Evaluating recommendation systems is hard because you actually require a human in the loop. Even worse, giving the recommendations alters the human behavior. Then you need to think what metric are you going to use. For training you will most probably use a proxy metric that correlates. Maybe you want to optimize different metrics and they actually need to be balanced. Then there are lot of confounding variables: maybe a better UX will improve the metrics than a better algorithm, or a change of products.

It seems that with big enough data you can improve old models with deep learning but I think recommenders are very far from similar gains to other fields (NLP or CV for example). And most companies don't have that much data.

1 comments

Sure, but we don’t need to be sat next to them. A large e-commerce company can A/B test new models to improve. The success metric is revenue.

For smaller customer bases this is a tricky problem, but I’d argue that automated recommendations don’t work at a small scale anyway so manual curation is king.

If you do it right, automated recommendations work also for smaller customer bases. There's a lot of redundancy in customer and product data that can be exploited to generalise the behaviour of groups of customers over groups of products.

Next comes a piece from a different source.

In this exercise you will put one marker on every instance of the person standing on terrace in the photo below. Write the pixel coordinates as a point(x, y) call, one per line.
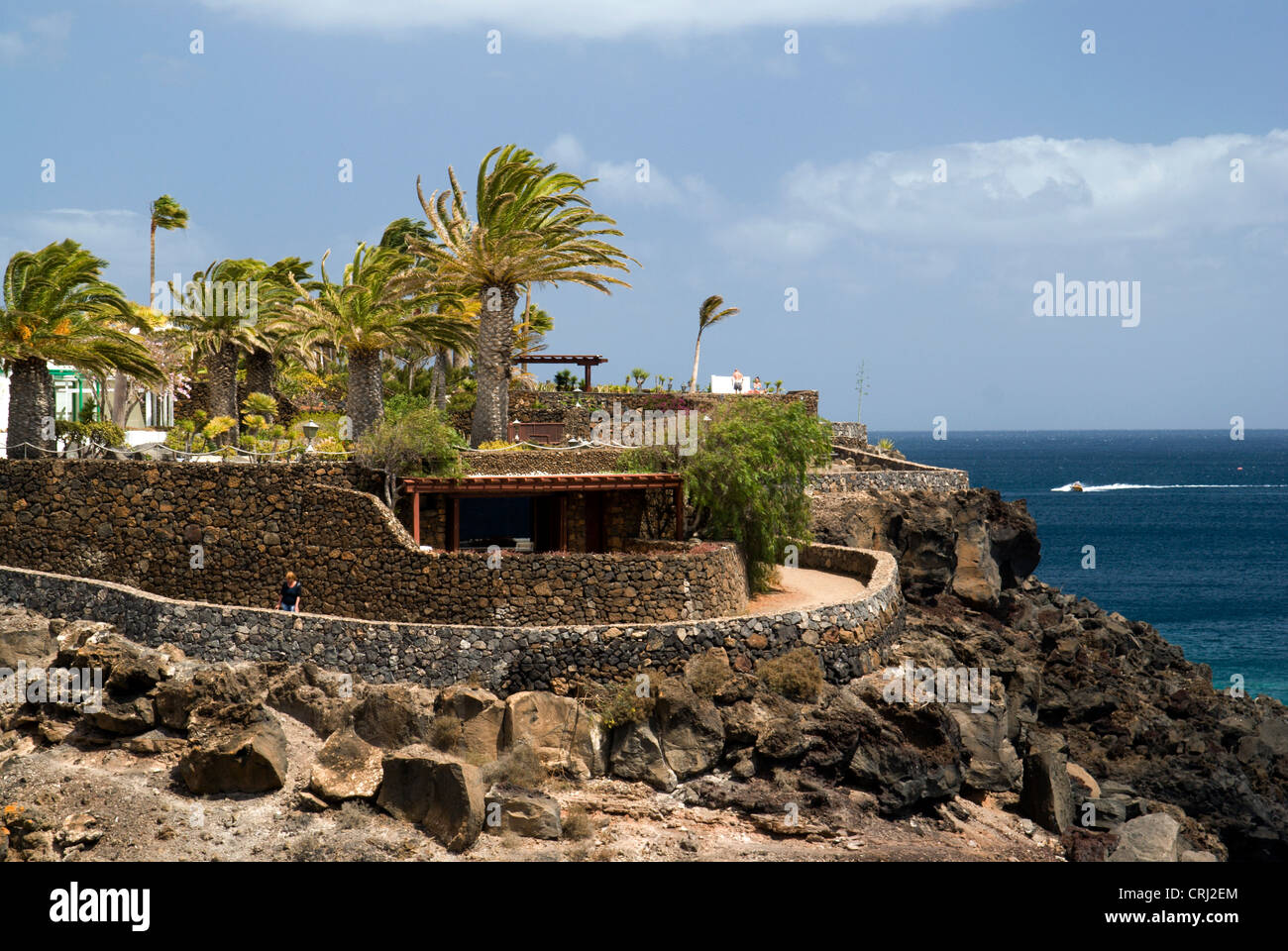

Doing this automatically is a huge positive ROI thing over manual curation. In fact, humans are not even that good at coming up with good recommendations. Manual re-arrangement has almost universally been an anti-relevance feature in A/B tests I've looked at.

But of course, almost nobody does the automation right.

That's the good part: putting in place a simple system will beat manual recommendations. Sadly even moderately big businesses lack sometimes automated recommendations. There are several companies that offer the service but I don't know how many clients they get. Why the disinterest? No idea, I value good recommendations as a customer but maybe it's not that relevant in the big picture.